3) Birth Control Pills
The third common risk factor for young women is birth control pills. The reason could be attributed to the changing hormonal milieu in the body. Birth control pills alter the hormones in the body causing the blood to become thicker thereby more sensitive to forming clots. Pregnancy and giving birth harbors the same risk for stroke in young women owing to the same hormonal fluctuations. Dr Brockington advises to consult the risks with physicians so that these can be minimized or prevented by therapy.
The Common Stroke Risk Factors For Men and Women:
The most common and hard-to-ignore risk factors are:
- Family history
- Cigarette smoking
- Being overweight by ten pounds or more
- High blood pressure.
Dr. Oz: The Stroke Symptoms You Need To Know
How do we know if we are going to have a stroke? If there is one word that young women need to remember, it is “sudden”. As Dr Brockington warned, the symptoms of stroke come up all on a sudden, not over days and weeks but seconds and minutes. We need to realize that if we experience symptoms like difficulty in speech or hearing or any loss of motor function all of a sudden, we are actually having a stroke.
The symptoms in women are generally numbness or weakness on one side of the body, trouble speaking, sudden strong headache etc. It is absolutely important for a stroke patient to receive medical attention right away.

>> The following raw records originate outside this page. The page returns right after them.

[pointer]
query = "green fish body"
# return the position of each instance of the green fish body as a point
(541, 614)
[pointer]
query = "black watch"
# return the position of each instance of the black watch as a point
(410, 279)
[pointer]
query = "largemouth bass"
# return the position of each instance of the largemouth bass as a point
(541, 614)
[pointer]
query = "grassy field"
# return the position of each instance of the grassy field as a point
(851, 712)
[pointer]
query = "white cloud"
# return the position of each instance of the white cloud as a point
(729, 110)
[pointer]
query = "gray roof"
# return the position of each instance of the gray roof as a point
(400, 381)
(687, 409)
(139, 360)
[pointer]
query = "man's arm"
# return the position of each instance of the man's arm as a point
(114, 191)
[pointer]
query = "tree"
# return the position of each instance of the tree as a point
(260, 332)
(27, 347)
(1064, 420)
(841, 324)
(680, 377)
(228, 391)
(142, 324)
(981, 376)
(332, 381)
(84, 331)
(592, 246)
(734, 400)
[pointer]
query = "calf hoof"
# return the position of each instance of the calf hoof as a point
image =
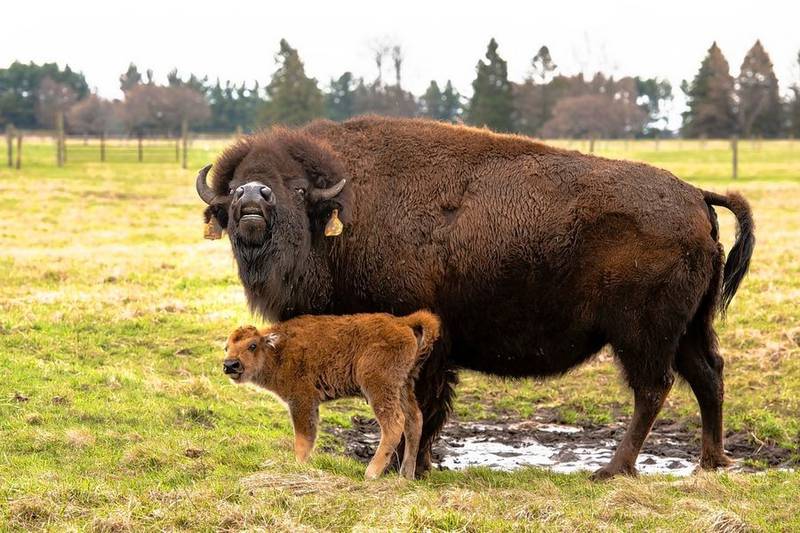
(712, 462)
(609, 471)
(372, 473)
(407, 471)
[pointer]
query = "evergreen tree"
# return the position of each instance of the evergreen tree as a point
(491, 104)
(130, 78)
(441, 105)
(451, 103)
(432, 101)
(794, 108)
(294, 98)
(710, 99)
(340, 101)
(760, 107)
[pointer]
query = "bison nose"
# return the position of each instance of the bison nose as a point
(254, 193)
(232, 366)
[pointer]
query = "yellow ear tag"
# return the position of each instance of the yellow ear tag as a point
(212, 230)
(334, 226)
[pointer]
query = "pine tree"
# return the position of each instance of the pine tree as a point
(130, 78)
(794, 108)
(441, 105)
(491, 104)
(760, 107)
(451, 103)
(432, 101)
(710, 99)
(294, 98)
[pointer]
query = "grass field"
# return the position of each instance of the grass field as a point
(114, 414)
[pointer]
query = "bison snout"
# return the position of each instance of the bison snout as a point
(232, 366)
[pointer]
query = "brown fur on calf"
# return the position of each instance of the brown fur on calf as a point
(312, 359)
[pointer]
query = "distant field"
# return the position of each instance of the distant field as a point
(114, 414)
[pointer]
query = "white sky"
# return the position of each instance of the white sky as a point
(237, 40)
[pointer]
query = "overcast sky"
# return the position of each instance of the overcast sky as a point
(441, 40)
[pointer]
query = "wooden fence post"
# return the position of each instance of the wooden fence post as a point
(19, 150)
(185, 135)
(60, 139)
(10, 142)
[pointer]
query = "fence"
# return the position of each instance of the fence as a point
(72, 149)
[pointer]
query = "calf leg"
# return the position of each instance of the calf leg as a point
(411, 433)
(434, 390)
(389, 414)
(305, 415)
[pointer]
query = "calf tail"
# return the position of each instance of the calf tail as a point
(738, 261)
(427, 329)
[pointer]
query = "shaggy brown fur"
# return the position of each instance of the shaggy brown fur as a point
(534, 257)
(312, 359)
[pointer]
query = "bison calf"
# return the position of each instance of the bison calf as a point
(312, 359)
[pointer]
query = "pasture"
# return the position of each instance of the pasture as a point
(115, 415)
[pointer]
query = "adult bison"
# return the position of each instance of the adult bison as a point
(534, 257)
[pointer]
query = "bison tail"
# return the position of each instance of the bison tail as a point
(738, 260)
(426, 327)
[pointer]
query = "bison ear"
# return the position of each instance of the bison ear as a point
(329, 187)
(216, 218)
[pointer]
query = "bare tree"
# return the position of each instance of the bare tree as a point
(53, 98)
(595, 116)
(379, 48)
(397, 59)
(93, 115)
(153, 107)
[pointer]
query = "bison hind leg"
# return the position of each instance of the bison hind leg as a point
(699, 363)
(648, 370)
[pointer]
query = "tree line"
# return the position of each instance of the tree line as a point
(546, 103)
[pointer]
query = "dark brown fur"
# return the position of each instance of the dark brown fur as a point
(312, 359)
(533, 256)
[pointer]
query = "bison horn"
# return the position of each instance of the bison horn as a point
(203, 190)
(318, 195)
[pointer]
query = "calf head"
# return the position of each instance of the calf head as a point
(250, 356)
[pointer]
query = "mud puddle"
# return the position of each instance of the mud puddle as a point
(671, 448)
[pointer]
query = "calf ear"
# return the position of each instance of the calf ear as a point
(274, 341)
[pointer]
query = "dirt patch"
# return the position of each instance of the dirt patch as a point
(672, 447)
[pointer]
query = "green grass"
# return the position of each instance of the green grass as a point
(114, 414)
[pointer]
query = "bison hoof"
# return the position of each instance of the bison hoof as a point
(716, 461)
(609, 471)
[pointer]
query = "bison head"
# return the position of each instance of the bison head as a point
(273, 193)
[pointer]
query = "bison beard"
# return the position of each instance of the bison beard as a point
(534, 257)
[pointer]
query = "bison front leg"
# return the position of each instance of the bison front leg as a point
(305, 415)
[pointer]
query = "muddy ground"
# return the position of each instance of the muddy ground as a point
(543, 441)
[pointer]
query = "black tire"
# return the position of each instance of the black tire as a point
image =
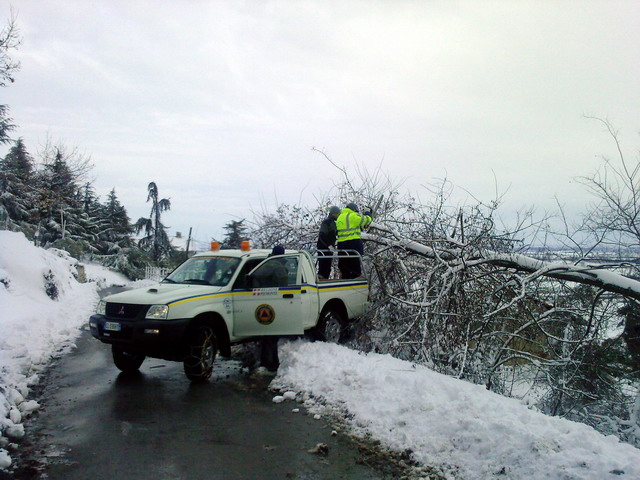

The more time elapsed after a stroke, the brain cells lose their ability to get repaired and they die causing irreversible injury to the stroke affected brain areas. Therefore, her advice to all young women and all other people was to keep themselves watchful for the above-mentioned symptoms and be ready to alert somebody (the best bet is 911) and inform that we are having a stroke. The ambulances are equipped to respond to stroke situations and will bring the patient to the nearest stroke center right away.